If $CIEND$ is missing, it is assumed to match $CIPOS$.
\footnotesize
\begin{verbatim}
##INFO=<ID=HOMLEN,Number=A,Type=Integer,Description="Length of base pair identical micro-homology at breakpoints">
\end{verbatim}
\normalsize
\footnotesize
\begin{verbatim}
##INFO=<ID=HOMSEQ,Number=A,Type=String,Description="Sequence of base pair identical micro-homology at breakpoints">
\end{verbatim}
\normalsize
\footnotesize
\begin{verbatim}
##INFO=<ID=BKPTID,Number=A,Type=String,Description="ID of the assembled alternate allele in the assembly file">
\end{verbatim}
\normalsize
For precise variants, the consensus sequence the alternate allele assembly is derivable from the REF and ALT fields.
However, the alternate allele assembly file may contain additional information about the characteristics of the alt allele contigs.
\footnotesize
\begin{verbatim}
##INFO=<ID=MEINFO,Number=.,Type=String,Description="Mobile element info of the form NAME,START,END,POLARITY">
\end{verbatim}
\normalsize
If present, the number of entries must be four (4) times the number of ALT alleles.
$MEINFO$ consists of successive quadruplets of records for each ALT allele.
\footnotesize
\begin{verbatim}
##INFO=<ID=METRANS,Number=.,Type=String,Description="Mobile element transduction info of the form CHR,START,END,POLARITY">
\end{verbatim}
\normalsize
If present, the number of entries must be four (4) times the number of ALT alleles.
$METRANS$ consists of successive quadruplets of records for each ALT allele.
\footnotesize
\begin{verbatim}
##INFO=<ID=DGVID,Number=A,Type=String,Description="ID of this element in Database of Genomic Variation">
##INFO=<ID=DBVARID,Number=A,Type=String,Description="ID of this element in DBVAR">
##INFO=<ID=DBRIPID,Number=A,Type=String,Description="ID of this element in DBRIP">
##INFO=<ID=MATEID,Number=A,Type=String,Description="ID of mate breakend">
##INFO=<ID=PARID,Number=A,Type=String,Description="ID of partner breakend">
##INFO=<ID=EVENT,Number=A,Type=String,Description="ID of associated event">
##INFO=<ID=EVENTTYPE,Number=A,Type=String,Description="Type of associated event">
\end{verbatim}
\normalsize
Whilst simple events such as deletions and duplications can be wholly represented by a single VCF record, complex rearrangements such as chromothripsis result in a large number of breakpoints.
VCF uses the $EVENT$ field to group such related records together, and $EVENTTYPE$ to classify these events.

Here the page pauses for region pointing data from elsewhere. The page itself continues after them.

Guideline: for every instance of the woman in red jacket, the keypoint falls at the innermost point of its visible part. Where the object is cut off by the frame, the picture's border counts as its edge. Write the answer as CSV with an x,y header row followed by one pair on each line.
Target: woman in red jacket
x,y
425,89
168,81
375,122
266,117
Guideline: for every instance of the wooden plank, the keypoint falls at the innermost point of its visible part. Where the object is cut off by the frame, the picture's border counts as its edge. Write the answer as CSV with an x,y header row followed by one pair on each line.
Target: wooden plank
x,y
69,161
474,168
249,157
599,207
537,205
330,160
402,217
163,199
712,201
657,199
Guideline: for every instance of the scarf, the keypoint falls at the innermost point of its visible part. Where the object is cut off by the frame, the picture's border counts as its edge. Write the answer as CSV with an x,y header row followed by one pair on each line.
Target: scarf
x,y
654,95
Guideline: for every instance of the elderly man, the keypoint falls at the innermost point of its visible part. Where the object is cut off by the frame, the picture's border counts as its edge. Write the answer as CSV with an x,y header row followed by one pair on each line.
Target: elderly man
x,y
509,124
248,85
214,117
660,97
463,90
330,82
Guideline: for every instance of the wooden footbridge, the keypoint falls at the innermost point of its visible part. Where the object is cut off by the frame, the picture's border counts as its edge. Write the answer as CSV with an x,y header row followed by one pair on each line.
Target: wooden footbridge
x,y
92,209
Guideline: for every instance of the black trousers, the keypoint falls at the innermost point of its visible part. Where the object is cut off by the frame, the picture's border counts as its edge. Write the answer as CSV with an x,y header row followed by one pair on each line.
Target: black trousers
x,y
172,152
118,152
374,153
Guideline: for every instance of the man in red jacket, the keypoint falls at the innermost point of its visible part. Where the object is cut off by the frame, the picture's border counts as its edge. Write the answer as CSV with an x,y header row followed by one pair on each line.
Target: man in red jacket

All records with the same $EVENT$ value are considered to be part of the same event.
The following $EVENTTYPE$ values are reserved and should be used when appropriate:
\begin{itemize}
\item DEL - Deletion
\item DEL:ME - Deletion of mobile element with respect to the reference
\item INS - Insertion
\item INS:ME - Insertion of mobile element
\item DUP - Duplication
\item DUP:TANDEM - Tandem duplication
\item DUP:DISPERSED - Dispersed duplication
\item INV - Inversion
\item TRA - Translocation
\item TRA:BALANCED - Balanced inter-chromosomal translocation
\item TRA:UNBALANCED - Unbalanced inter-chromosomal translocation
\item CHROMOTHRIPSIS - Chromothripsis
\item CHROMOPLEXY - Chromoplexy
\item BFB - breakage fusion bridge
\item DOUBLEMINUTE - Double minute
\end{itemize}
The semantics of other $EVENTTYPE$ values is implementation-defined.
The use of $EVENT$ is not restricted to structural variation and can also be used to associate non-symbolic alleles.